Over on his plastic Corona chair, Bebé is dressed in shiny black dress pants and a black, brown, and white shirt printed in swirling patterns like galaxies, still fancying himself a business owner. Benjamón, round and pink like a ham, picks at a fingernail, both pretending Andrés is not in the room, not understanding how lucky they are that Andrés’ philosophy is ‘don’t strike first’, that he could if he wanted, with a swift series of kicks, leave them senseless within seconds.

Next to his brothers, his aunts’ hips spill out the sides of their chairs. Andrés, alone on his side of the room, stands and goes into the kitchen to get a glass of water.

He hears a strange voice while he is holding a plastic cup under the garaphone spout. The voice is asking for him.

When Andrés enters the room, he sees the backs of his brothers’ and aunts’ heads. They are staring at a good-looking man in the door.
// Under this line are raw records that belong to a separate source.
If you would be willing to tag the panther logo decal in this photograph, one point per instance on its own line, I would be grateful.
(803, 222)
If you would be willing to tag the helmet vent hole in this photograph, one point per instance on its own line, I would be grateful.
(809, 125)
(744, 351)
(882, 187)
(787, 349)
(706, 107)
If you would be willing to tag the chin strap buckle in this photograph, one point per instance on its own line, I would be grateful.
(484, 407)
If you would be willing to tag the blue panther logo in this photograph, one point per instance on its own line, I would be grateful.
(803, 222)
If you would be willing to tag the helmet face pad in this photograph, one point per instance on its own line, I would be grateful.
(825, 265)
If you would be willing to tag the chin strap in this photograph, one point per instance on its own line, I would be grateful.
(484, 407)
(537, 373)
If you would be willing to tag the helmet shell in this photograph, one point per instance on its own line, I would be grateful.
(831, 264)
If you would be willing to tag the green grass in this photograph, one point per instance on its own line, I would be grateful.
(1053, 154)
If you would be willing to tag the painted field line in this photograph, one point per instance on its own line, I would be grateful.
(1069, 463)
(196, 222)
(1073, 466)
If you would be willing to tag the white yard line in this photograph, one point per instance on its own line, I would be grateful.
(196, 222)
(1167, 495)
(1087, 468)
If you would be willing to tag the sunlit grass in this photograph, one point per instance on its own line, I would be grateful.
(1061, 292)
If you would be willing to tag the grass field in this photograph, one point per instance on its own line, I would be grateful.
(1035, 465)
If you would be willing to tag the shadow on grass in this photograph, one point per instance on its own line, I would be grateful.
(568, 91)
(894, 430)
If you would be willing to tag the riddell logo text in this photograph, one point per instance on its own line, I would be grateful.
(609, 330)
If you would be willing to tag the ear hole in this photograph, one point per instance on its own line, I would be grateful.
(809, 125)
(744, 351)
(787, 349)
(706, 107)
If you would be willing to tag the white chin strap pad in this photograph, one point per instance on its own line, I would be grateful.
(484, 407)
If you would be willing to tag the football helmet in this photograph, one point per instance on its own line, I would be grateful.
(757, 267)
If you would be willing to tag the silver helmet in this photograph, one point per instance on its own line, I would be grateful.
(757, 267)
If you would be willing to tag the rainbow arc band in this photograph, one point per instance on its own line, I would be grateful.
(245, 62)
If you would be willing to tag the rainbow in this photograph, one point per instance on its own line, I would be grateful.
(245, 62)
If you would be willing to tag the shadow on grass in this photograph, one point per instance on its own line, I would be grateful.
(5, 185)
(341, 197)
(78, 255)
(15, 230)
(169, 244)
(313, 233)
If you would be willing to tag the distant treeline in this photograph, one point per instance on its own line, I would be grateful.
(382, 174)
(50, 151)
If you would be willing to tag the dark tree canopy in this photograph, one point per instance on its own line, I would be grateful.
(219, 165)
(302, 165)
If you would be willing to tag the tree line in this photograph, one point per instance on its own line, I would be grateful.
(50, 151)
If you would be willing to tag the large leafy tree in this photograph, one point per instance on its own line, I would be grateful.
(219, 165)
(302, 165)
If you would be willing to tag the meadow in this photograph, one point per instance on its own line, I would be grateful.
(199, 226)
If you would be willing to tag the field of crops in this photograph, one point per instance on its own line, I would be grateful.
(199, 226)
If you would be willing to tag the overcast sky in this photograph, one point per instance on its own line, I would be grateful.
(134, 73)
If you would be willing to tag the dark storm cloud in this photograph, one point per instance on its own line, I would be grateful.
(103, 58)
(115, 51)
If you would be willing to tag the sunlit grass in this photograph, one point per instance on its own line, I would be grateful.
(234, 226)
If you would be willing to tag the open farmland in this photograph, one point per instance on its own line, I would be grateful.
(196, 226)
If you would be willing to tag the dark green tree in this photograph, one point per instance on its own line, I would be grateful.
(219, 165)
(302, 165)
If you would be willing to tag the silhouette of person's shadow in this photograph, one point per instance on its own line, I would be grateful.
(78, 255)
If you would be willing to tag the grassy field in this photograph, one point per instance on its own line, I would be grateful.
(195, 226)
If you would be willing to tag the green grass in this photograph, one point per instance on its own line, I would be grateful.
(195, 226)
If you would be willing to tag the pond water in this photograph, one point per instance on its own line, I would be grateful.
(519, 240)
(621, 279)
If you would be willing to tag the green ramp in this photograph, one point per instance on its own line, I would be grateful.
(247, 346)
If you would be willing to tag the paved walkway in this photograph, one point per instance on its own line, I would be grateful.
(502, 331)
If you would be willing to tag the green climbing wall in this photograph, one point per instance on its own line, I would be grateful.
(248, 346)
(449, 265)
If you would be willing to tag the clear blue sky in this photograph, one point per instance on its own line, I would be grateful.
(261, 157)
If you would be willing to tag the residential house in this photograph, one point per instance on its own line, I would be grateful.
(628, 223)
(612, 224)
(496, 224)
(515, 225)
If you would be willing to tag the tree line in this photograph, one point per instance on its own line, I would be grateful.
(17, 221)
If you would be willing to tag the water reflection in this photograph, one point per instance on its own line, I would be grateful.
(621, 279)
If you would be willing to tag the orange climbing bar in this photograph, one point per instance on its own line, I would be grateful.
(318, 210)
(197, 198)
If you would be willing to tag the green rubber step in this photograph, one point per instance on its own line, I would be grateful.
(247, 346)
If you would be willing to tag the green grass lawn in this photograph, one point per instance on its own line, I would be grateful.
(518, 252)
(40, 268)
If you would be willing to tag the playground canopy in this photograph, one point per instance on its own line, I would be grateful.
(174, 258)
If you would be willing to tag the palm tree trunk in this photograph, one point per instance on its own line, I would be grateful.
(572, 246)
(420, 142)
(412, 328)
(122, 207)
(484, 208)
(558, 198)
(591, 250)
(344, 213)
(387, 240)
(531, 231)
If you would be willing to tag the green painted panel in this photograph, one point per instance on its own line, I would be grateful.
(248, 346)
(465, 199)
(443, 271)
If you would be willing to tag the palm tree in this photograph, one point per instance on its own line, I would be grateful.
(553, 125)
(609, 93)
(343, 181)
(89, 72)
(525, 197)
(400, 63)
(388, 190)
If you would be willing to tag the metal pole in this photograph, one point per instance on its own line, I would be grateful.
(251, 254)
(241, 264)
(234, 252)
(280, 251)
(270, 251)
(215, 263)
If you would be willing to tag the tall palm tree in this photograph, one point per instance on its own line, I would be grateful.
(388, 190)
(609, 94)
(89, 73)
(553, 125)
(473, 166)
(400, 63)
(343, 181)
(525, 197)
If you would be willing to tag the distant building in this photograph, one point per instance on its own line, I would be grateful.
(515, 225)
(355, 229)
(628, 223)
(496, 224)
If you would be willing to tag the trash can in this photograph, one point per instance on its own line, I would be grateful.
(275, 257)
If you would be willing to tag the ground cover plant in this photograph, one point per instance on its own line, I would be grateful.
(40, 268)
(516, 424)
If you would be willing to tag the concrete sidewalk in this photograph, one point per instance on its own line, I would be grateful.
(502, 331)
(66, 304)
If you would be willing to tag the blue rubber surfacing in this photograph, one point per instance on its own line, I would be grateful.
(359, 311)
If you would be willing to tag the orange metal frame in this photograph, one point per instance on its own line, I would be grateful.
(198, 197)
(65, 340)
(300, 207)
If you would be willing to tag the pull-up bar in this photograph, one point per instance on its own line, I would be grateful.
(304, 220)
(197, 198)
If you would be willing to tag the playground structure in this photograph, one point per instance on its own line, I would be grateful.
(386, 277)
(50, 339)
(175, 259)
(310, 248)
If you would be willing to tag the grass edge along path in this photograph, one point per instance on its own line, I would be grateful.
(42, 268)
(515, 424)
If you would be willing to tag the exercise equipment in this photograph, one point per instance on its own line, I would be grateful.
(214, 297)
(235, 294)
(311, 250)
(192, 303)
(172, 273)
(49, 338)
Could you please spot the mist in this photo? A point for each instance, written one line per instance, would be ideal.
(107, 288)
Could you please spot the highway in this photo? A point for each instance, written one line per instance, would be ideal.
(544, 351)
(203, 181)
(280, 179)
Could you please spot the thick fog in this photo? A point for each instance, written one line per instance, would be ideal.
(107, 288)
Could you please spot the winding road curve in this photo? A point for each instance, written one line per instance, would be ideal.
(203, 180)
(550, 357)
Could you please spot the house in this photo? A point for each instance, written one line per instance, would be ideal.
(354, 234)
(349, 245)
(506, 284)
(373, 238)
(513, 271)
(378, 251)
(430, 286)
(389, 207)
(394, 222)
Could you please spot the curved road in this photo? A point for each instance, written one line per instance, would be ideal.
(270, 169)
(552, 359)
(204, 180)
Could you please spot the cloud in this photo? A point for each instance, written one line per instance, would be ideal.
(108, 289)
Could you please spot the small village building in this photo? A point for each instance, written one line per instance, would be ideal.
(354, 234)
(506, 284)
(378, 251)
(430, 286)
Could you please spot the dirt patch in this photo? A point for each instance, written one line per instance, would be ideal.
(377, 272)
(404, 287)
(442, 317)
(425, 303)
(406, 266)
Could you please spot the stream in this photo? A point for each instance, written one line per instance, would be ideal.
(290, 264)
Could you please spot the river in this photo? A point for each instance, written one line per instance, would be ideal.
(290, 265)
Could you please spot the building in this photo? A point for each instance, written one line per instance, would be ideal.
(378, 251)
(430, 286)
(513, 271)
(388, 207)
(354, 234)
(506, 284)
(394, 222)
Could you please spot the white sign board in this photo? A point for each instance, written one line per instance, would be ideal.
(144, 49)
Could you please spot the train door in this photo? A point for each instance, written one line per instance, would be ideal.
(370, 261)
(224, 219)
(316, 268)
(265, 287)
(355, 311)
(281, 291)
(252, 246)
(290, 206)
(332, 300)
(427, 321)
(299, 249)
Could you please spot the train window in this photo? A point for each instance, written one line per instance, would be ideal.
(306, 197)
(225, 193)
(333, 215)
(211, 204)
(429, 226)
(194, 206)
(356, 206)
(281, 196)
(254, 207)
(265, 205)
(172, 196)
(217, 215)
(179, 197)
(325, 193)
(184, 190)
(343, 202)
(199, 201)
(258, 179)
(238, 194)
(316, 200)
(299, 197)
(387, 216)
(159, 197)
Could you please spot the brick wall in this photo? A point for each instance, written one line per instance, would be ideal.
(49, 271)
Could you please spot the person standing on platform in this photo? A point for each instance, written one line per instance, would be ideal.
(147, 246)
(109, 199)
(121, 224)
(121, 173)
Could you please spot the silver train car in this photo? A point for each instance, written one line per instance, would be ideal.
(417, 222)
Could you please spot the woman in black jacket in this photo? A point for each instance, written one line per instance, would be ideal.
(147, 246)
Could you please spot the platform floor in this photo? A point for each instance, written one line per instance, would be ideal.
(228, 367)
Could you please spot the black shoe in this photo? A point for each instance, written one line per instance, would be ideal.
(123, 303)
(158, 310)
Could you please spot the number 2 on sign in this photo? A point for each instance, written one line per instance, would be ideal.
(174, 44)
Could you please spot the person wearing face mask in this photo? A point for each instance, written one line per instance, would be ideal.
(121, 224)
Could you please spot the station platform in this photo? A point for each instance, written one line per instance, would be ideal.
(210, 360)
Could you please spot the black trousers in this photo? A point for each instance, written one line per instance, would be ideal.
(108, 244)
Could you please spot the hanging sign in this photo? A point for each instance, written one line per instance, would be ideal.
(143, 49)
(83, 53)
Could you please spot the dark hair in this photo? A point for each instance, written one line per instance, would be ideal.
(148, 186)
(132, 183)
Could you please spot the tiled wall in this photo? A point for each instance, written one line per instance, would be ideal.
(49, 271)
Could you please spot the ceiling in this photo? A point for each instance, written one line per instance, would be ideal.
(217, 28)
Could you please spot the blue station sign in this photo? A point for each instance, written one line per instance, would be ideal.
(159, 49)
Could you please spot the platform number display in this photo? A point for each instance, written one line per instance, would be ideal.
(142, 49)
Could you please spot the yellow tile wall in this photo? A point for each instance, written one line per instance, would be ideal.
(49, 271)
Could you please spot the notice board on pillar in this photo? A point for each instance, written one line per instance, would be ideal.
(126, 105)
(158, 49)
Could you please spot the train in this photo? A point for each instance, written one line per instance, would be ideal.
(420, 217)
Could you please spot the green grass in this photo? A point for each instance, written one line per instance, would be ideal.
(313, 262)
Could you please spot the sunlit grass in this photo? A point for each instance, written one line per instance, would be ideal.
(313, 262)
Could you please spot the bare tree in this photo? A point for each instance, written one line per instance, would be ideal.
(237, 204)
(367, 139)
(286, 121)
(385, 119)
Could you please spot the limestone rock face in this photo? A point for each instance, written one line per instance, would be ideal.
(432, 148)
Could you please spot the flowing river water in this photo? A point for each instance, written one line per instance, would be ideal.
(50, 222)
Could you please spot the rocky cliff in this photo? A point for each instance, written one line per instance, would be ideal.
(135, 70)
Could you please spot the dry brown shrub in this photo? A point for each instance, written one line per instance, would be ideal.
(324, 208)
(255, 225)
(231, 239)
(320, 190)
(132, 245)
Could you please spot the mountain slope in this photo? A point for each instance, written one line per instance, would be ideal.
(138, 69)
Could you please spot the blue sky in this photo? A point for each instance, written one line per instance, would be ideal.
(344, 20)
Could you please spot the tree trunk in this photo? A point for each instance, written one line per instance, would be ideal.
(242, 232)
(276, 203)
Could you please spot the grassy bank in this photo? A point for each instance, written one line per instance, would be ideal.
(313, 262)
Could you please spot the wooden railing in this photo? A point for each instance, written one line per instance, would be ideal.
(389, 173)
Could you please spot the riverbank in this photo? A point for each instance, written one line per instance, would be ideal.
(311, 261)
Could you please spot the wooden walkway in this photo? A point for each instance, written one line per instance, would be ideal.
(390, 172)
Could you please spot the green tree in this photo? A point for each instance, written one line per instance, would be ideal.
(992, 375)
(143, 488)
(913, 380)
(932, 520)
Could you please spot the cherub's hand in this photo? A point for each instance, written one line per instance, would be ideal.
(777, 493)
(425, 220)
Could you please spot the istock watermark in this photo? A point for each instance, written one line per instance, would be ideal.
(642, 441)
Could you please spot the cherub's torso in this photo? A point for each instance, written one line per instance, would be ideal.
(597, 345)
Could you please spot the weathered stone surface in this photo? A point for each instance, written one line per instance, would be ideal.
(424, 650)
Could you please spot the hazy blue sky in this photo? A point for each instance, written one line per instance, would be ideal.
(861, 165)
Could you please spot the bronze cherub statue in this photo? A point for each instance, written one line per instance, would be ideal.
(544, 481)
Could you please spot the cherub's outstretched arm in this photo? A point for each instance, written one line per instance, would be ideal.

With a start, Andrés realizes it is the adult version of his half-brother, Gabriel, hair combed back, khaki slacks and a button-down shirt, the dark skin they share from their father, the heavily lashed eyes.

Even though Andrés sees Gaby at his kids’ school every week, when he thinks of him the picture in his head is still of a dirty-faced boy, the quietest of Luz and Mariano’s bunch - a kid who drew pictures of the Aztecs and Spaniards fighting in the dirt, a good soccer player.

Andrés has never felt a real part of any family - not his mother’s with two half brothers who haven’t spoken to him in twenty years, not his aunts’ where he was fed well but had to listen to a litany of his father’s sins as he ate his soup, not Luz and Mariano’s where the other six kids all slept in one room together and he was only the brother who sometimes came to visit. Although he remembers Luz’s house with some affection. Nobody made a fuss when he showed up. His brothers and sisters just moved over on the long bench and Luz would place a bowl of frijoles and chopped onion in front of him como nada. His own mother, while he was eating at Luz’s, wouldn’t know where he was and wouldn’t wonder. He was like a shadow in his mother’s house, ghosting in to sleep, first pushing a box filled with hand weights in front of his door to fend off further sibling attacks, then after a year of karate, leaving the door open like a taunt, waiting for one of his brothers to come in with a broken bottle again, or a knife.

Andrés sees uncertainty on Gabriel’s face - am I in the right place? and recognizes the feeling that has driven him his whole life, driven him to be what he is at this moment a trim, self contained black belt champion sitting unflappably at his mother’s wake, seemingly unbothered by his brothers’ hostile silence, his aunts’ poisonous family sentiments.

“Who are you?” Tia Lorena asks, chin lifted authoritatively but Andrés hears the tremor in her voice.

“I’m Andrés’ brother,” Gabriel says, stepping into the room.

Tia Lorena gasps and the brothers blink stupidly. Andrés feels a strange lightness - a feeling he can’t name, and then he does. Support. He’s never felt family backing in such a flesh and blood way before.

He pulls a white plastic Corona chair from the top of a stack and places it next to the seat he’s just vacated, feeling the eyes of his relatives upon him.

“’Mano,” Andrés says as Gabriel walks toward him. “Here.”